Hierarchical NMFk (HNMFk) Improvements:

  • Added new variables for nodes:
    • parent_node_factors_path
    • parent_node_k
    • factors_path
  • Enabled dynamic renaming of paths when loading HNMFk models from different directories.
  • Improved decomposition behavior:
    • Nodes with fewer samples than the sample threshold no longer decompose unnecessarily.
  • Added signature, centroid, and probabilities from parent nodes to child nodes.
  • Introduced graph iterator methods for navigating to specific nodes by name.
  • Updated node naming conventions to use ancestor-based indexing.

Result Storage:

  • Added W_all to saved outputs of NMFk.
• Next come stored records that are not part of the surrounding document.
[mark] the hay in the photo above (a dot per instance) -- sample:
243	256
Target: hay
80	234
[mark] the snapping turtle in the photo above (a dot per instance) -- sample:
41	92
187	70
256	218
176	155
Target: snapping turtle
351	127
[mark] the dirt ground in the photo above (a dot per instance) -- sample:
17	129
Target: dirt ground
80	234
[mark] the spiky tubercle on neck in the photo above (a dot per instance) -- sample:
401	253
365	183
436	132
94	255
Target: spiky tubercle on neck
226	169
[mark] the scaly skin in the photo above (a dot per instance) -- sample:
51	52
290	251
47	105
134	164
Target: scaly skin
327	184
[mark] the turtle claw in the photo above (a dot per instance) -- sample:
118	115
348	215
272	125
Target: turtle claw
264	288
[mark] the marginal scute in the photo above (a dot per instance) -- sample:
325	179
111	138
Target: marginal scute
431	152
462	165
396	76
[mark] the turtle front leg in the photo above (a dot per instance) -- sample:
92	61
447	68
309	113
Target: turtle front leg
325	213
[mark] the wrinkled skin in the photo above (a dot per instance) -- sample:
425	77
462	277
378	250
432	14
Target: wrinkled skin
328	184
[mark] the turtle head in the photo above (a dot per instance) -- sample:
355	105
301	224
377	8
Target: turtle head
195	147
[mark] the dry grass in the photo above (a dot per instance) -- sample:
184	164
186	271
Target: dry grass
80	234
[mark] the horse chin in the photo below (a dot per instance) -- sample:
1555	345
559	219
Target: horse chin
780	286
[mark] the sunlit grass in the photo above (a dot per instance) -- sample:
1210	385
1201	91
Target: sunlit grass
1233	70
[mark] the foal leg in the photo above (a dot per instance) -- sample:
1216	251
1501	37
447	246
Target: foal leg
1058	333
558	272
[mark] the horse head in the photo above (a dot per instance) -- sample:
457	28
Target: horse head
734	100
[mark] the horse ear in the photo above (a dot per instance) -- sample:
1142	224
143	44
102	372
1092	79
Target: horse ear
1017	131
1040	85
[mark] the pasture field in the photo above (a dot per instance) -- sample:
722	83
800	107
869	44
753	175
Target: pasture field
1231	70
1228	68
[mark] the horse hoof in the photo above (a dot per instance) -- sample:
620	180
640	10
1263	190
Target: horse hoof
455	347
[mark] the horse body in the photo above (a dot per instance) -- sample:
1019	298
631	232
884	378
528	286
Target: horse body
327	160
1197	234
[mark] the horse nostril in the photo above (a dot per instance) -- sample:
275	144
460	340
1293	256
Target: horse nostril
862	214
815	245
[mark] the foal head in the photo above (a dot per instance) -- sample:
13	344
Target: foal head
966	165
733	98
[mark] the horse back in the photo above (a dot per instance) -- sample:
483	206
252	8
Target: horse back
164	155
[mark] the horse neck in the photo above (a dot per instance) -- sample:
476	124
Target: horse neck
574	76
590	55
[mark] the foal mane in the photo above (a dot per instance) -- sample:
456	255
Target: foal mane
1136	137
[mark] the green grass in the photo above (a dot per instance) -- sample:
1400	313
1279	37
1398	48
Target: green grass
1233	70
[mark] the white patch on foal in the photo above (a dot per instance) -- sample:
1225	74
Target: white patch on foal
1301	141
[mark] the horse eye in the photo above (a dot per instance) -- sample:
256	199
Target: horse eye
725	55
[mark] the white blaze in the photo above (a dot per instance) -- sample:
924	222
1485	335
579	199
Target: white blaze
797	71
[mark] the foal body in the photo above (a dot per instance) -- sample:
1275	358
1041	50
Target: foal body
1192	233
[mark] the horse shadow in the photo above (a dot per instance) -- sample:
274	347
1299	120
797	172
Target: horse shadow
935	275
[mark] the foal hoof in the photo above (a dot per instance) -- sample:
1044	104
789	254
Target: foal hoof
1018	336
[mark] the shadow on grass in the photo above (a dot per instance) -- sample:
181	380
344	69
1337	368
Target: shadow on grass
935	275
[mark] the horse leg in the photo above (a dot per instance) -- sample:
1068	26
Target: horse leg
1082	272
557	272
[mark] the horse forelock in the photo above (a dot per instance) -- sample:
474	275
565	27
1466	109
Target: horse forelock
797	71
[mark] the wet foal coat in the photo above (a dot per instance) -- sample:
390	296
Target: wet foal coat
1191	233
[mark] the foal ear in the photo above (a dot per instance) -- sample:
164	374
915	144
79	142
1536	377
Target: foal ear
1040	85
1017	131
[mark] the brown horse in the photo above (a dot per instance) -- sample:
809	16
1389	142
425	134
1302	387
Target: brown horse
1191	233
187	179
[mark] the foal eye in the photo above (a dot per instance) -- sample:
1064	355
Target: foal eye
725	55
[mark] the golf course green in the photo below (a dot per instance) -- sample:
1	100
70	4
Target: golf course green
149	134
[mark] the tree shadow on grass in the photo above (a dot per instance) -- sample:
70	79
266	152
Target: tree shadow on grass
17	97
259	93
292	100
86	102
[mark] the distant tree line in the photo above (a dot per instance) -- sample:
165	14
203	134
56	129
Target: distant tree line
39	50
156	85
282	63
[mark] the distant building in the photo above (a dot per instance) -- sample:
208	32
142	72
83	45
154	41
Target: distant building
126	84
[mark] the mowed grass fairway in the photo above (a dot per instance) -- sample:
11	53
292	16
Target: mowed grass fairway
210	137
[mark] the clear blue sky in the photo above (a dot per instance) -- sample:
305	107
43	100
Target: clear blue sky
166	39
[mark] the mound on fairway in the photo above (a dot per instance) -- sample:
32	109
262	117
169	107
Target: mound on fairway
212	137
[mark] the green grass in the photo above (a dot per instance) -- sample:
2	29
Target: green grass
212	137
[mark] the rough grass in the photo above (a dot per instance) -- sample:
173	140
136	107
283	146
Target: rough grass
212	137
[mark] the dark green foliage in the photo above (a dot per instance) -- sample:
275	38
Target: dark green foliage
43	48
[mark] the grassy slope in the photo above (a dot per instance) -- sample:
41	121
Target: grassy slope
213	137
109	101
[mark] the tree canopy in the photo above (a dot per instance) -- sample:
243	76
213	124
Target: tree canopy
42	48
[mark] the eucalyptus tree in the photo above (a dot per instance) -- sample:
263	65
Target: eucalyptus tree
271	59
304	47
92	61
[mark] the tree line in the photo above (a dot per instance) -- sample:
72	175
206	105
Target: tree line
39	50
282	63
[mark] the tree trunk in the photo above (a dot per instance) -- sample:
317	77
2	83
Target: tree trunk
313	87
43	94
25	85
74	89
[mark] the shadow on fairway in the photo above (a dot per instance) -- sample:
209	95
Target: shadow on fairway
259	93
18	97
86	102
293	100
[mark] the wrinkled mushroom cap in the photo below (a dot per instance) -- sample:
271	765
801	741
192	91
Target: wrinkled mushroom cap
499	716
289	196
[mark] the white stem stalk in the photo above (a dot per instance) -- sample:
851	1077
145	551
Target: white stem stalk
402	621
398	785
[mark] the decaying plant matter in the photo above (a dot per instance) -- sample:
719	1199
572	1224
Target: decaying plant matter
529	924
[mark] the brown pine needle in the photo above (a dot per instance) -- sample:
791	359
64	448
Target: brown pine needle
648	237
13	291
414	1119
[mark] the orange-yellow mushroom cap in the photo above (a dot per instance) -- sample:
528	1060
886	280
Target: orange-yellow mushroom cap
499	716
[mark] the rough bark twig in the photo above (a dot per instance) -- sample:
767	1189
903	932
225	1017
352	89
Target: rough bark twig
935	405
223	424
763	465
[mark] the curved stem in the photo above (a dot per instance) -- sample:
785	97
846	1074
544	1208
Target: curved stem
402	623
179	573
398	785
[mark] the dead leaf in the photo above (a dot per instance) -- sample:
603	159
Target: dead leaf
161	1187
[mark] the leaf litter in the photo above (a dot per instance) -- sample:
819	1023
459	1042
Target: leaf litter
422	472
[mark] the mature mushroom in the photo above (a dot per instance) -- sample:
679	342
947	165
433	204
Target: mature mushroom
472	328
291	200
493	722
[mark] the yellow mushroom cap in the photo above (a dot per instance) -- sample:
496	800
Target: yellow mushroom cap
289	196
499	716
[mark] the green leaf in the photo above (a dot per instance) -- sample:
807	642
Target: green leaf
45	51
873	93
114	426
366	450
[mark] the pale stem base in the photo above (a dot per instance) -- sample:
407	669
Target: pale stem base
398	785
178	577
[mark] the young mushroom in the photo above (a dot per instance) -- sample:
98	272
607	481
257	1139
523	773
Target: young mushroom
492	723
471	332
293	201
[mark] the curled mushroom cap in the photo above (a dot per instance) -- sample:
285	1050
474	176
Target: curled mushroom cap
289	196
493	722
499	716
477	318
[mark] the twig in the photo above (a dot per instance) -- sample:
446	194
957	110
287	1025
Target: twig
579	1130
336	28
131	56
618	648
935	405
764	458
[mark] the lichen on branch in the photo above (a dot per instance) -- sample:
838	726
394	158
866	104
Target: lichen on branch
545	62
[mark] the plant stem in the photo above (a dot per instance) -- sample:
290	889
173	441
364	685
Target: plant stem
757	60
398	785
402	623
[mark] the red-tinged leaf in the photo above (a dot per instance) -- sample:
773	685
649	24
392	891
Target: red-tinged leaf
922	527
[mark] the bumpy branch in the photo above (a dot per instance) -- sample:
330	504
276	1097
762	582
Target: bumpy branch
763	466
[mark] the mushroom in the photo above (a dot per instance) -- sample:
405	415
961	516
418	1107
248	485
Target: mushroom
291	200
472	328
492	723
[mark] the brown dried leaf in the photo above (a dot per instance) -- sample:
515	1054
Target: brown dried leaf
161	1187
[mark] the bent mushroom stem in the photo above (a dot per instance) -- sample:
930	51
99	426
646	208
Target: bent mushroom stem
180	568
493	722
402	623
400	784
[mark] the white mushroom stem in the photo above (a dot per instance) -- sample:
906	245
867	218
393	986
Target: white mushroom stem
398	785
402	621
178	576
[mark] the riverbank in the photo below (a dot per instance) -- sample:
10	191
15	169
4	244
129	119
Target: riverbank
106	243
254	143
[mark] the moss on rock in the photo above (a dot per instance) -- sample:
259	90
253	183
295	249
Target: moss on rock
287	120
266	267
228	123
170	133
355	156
Installation and Documentation

  • Migrated to a new installation system using pip and Poetry.
  • Added a post-installation script for simplifying setup on different systems.
  • Updated documentation for:
    • New installation methods on Chicoma and Darwin.

Bug Fixes

  • Corrected HNMFk behavior to return total data indices instead of indices of indices.
  • Corrected naming inconsistencies in pruning variables in NMFk.
  • Fixed error calculation to consider only known locations when masking is applied.
  • Resolved GPU transfer conflicts when using MASK.
  • Fixed default device parameter in NMFk to be -1 (use all devices).
  • Addressed issues in WNMFk and BNMFk examples.
  • Fixed checkpointing bugs:
    • Made saving checkpoints true by default.
    • Resolved issues when loading an HNMFk model during an ongoing process.
  • Fixed scalar addition error with sparse matrices in kl_mu.
  • Resolved dependency conflicts with numpy and numba.
  • Updated HPC documentation for T-ELF installation.